If there is a buyer new shares will be issued or temporarily shorted until new supply will hit the market. There are other sources of shares because we have brilliant financial engineers. Simply put supply is unlimited. No worries.
I don't think it's that simple. First of all, a lot of the top-quality mid-to-small-cap companies are getting bought out. There have been plenty of articles lately lamenting shrinkage in the number of public companies, which has been cut in half over the past 20 years. There are a number of factors behind this, but surely ZIRP is making it much worse, given how easy it is to just issue a bunch of junk bonds (at what would otherwise be T-bill yields) to raise cash for acquisitions.
There's also plenty of bankruptcies due to ZIRP. MF Global a few years ago, as well as the many energy companies more recently, are a direct effect of debt binging and then things not going quite as planned. I think 0% interest rates also have a psychological effect on even the most "sophisticated" borrowers -- it's easy to "forget" that you still have to repay all this "cheap" money.

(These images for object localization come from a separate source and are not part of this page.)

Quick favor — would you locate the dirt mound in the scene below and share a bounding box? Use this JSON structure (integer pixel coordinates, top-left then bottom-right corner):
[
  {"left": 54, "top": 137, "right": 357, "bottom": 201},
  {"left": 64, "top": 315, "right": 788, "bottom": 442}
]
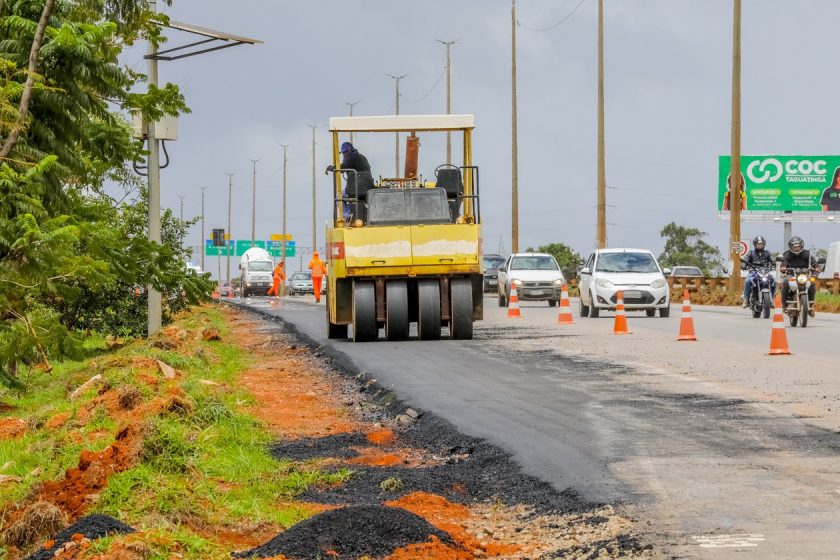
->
[
  {"left": 25, "top": 514, "right": 135, "bottom": 560},
  {"left": 231, "top": 505, "right": 454, "bottom": 559},
  {"left": 38, "top": 424, "right": 144, "bottom": 518},
  {"left": 270, "top": 432, "right": 368, "bottom": 461},
  {"left": 0, "top": 416, "right": 27, "bottom": 439},
  {"left": 2, "top": 501, "right": 66, "bottom": 549}
]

Younger people are less likely to start companies today. Again, there have been many articles over the last few years on this -- for example,
http://blogs.wsj.com/experts/2015/0...-starting-businesses-and-why-thats-a-problem/
Another issue with share counts is that many of the biggest silicon valley companies tend to have share classes that give most, if not all, of the voting power within the company only to the one or a handful founding members. So what John Q Public ends up holding is inferior, and that may become a problem as large corporate governance issues emerge (e.g., very bad management decisions, or executives using the company resources to pursue personal political agendas that the other shareholders may not agree with).